Aspect du drame psychique de Poutine

 


 

L’étonnement, disait Aristote, est à l’origine de la réflexion philosophique. Le bizarre, l’étrange, l’insolite, suscitent l’interrogation, et cela a du bon. La poussée fiévreuse, pour ne pas dire la névrose, d’un Poutine, prêt à tout pour contrôler l’Ukraine, laisse pantois pour le dire le moins. D’où le saugrenu de ce drame sans nom que connaît l’Ukraine – ainsi que la Russie en raison de la névrose du chef du Kremlin, Vladimir Poutine.

Le psychologue des profondeurs Carl Gustav Jung a cherché à comprendre les causes psychiques des névroses. On sait qu’il fit appelle à la notion centrale d’inconscient collectif. Dans un essai bien senti datant de 1947, Aspects du drame contemporain,[1] donc deux années après la Deuxième guerre mondiale, Jung s’interroge sur le drame de l’Europe, de l’Allemagne en particulier. Un nom revient sans cesse sous sa plume, Wotan, le dieu suprême des anciens germains. Le démon de la tempête. Le maître des orages nocturnes, représente la frénésie, la fureur. On l’appelait Wode ; en allemand moderne, on dit wüten, la rage. Adolf Hitler rédigea Mein Kampf (Mon combat, 1925) avant de prendre les rênes du parti national-socialiste. Le futur Fürher fait référence à l’ancienne mythologie germanique luttant pour la conservation du Valhalla, la forteresse des valeureux guerriers défunts, là où les attend Wotan pour la bataille finale signant le Götterdämmerung (Le Crépuscule des dieux), que Richard Wagner mettra en musique dans sa célèbre tétralogie.
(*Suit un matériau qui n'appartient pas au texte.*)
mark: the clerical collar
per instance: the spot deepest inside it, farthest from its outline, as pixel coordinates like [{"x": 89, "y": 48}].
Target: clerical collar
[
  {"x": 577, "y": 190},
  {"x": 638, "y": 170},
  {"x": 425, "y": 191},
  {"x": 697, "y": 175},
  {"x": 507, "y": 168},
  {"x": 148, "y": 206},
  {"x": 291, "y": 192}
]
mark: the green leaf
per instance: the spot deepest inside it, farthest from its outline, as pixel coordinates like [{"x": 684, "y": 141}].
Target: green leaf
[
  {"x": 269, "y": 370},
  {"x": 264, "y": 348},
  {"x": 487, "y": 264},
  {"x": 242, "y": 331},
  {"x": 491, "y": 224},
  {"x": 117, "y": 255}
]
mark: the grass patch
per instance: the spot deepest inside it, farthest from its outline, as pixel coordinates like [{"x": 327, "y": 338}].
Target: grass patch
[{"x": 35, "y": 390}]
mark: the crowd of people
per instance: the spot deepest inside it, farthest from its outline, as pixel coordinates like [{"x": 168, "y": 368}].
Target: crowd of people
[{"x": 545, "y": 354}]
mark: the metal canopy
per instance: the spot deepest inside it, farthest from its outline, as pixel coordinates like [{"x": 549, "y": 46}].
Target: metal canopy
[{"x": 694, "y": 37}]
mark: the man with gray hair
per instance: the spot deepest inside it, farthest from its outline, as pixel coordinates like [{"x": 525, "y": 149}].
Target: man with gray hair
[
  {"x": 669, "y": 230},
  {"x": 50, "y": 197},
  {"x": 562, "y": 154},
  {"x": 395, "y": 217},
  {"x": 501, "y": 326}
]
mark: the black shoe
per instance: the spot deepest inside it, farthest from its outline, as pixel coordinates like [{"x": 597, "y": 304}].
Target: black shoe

En quoi cela nous renseigne-t-il sur l’inconscient collectif russe ? Rien en fait. Puisque, dans son essai, Jung ne s’intéresse qu’au cas de l’Allemagne. Pour ma part, je ne suis en aucune manière spécialiste de la mythologie slave ; je ne suis donc pas en mesure d’indiquer ce qui dans l’inconscient collectif russe oriente Poutine. Je laisse donc au connaisseur le soin de nous l’apprendre.

Cela dit, il me semble que Poutine réactive le vieux mythe grec de Cronos. On se rappellera que Cronos a châtré son père, Ouranos (le Ciel), libérant du sein de sa mère Gaïa (la Terre) ses frères et ses sœurs. Cronos détrônera ainsi Ouranos devenu impuissant. Toutefois, lui-même, redoutant que l’un de ses enfants le supplante, engloutissait chacun de ses enfants qui lui naissaient.

Il y a là, me semble-t-il, du Poutine tout craché. Le maître du Kremlin, craignant la liberté de ses « enfants », dont l’Ukraine, veut les dévorer. En faire une « bouchée » - pour ne pas dire une boucherie. La névrose de Poutine est là : croire que « son enfant » va lui faire faux-bond en ouvrant la porte à son ennemi juré l’Europe libérale et, surtout, les États-Unis. Il y a là du pur délire. Le mythe de Cronos marque, je pense, l’inconscient collectif russe. Il serait intéressant de relire l’histoire russe, à commencer par le règne des tsars, qui n’est qu’une longue litanie d’une autorité brimant systématiquement ses opposants. Staline, qui demeure un modèle pour Poutine, n’est qu’une autre figure de Cronos constellant l'inconscient collectif russe.



[1] C.G. Jung, Aspects du drame contemporain, Paris, Buschet-Chastel, 1971.